Email Cluster A Status
Degraded
Currently, 50% of customer mailboxes on this cluster are fully available and those customers are able to send and receive email normally. Additionally, forward-only and filter-only accounts are also functioning and mail is being delivered. However, some filter-only users will be unable to log into the Spam quarantine.
The remaining 50% of customer mailboxes are offline and those users have no access to their mailboxes. Those customers are unable to send or receive mail at this time. Inbound mail is being queued for these customers and will be delivered once service is restored. Affected users logging into webmail may see a "Service Unavailable" error message. Users with email clients will not be able to send or receive new mail. They will receive timeout errors.
As anticipated, upon completion of the rebuild of the first affected mailstore, it was determined that we should not restore full service to those users. Restoring service for those users while the other mailstores were being rebuilt would have had too great an impact on the service overall.
Rebuilding of the other affected mailstores is continuing. The current estimate for completion of the rebuild for those remaining mailstores remains 10 P.M. EST.
We will keep you updated. The next update will be provided at approximately 4:30 P.M. EST.
Additionally, we have some more detailed information for you on the nature of the fault that led to this incident:
Q: What happened to cause this degradation?

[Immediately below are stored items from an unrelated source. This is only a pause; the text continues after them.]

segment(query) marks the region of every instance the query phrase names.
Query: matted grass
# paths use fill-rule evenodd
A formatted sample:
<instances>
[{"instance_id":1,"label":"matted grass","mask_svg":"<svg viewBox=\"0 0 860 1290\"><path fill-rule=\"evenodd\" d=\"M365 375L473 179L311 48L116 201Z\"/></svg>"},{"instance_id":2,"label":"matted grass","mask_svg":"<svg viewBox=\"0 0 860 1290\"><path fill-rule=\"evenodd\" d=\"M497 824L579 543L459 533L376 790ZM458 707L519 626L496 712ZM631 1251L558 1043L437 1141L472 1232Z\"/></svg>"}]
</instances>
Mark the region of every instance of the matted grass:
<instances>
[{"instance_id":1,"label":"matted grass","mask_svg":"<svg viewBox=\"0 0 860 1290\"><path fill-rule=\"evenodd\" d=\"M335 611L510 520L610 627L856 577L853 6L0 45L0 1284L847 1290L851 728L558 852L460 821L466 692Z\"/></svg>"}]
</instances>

A: During our scheduled maintenance, the firmware upgrade of our NetApp caused a failure of a controlling disk head in the storage pool.
Q. Why didn't you just rollback the firmware upgrade?
A: During the firmware upgrade, a number of disks became marked as 'bad', triggering a RAID level rebuild by the system. Once this rebuild is triggered, it must complete. Restoring to the previous firmware would do nothing to change this situation. Exactly why the firmware update triggered this rebuild is not known. We are working with NetApp to determine a root cause. We have performed many dozens of firmware upgrades to this type of module in many other filers of the same model in the past, and have never experienced a similar result.
Q: Is this related to the Cluster 'A' service interruptions you experienced last year?
A: We were upgrading the firmware on the NetApp storage devices to address issues related to last year's service interruptions. We tested the firmware upgrade and had previously upgraded firmware like this with no issue. We are working with NetApp to investigate why both disk heads reacted to cause a rebuild. We will provide you with a full incident summary when we have those answers.
This update is related to Incident 4743